By 84 to 7, the Senate rejected a motion to table, and thereby kill, legislation that would limit the amount of PAC campaign contributions that House and Senate candidates could accept. The vote technically kept the measure alive and put all but a handful of senators on record as favoring changing the campaign-finance laws.
But the lopsided vote was preceded by an agreement reached between Senate Republican leaders and the legislation's chief sponsor, Sen. David L. Boren (D-Okla.), to put off further consideration of campaign-finance changes until after hearings on the subject next year.
Sen. Charles McC. Mathias Jr. (R-Md.), Rules Committee chairman, promised Boren to hold hearings on his measure as early as January.
After the vote, Boren declared victory, saying he was "elated" by the Senate's "strong signal" in favor of revising campaign-finance laws. He said that if the Rules Committee fails to adopt legislation early next year limiting PAC contributions, he will again seek to force a vote on the Senate floor.
However, Boren failed to extract a public pledge from Senate Majority Leader Robert J. Dole (R-Kan.) to act on campaign-finance legislation by March. "I'm not sure I can give that commitment," Dole said, suggesting that the politically sensitive subject may require study by "some kind of a commission."
Fred Wertheimer, president of Common Cause and a strong proponent of the measure, said he was encouraged by the Senate vote. "While they ducked the issue for the present by what they did," he said, "it's coming back. They could not kill the issue. People did not want to be recorded in favor of what is becoming a national scandal."
The Boren proposal, which was offered as an amendment to pending legislation on nuclear waste, would limit PAC contributions to House candidates to $100,000 per election. The PAC contribution limit for Senate candidates would depend on the size of the state and range between $175,000 and $750,000.

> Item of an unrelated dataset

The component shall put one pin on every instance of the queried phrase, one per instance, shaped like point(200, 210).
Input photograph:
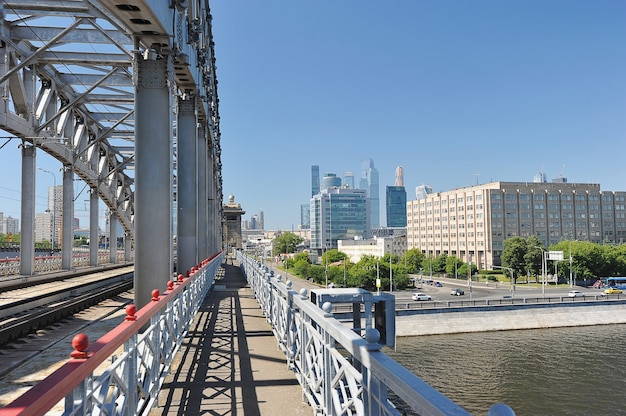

The measure would also reduce the amount a PAC could contribute to a single candidate for federal office from $5,000 to $3,000 but would raise the limit on individual contributions to a candidate from $1,000 to $1,500.
Six Republicans and one Democrat, Sen. Edward Zorinsky (D-Neb.), voted to table the proposal.
Before the agreement was reached between Boren and Senate leaders, it appeared that the vote on the issue would be close. Boren claimed that the opponents "threw in the towel" when it appeared they would lose. He estimated that "probably 20 to 30" senators opposed the measure but voted in principle for it rather than be seen as opposing an attempt to curb PACs.
One of the few opponents to attack the Boren measure directly, rather than on procedural or other grounds, was Sen. Phil Gramm (R-Tex.), who called it a "self-righteous proposal aimed at tilting the balance of political power" away from business and other groups that have used PACs effectively.
But supporters of the measure describe the campaign-finance system and the rapid growth of PACs as "out of control" and dangerous.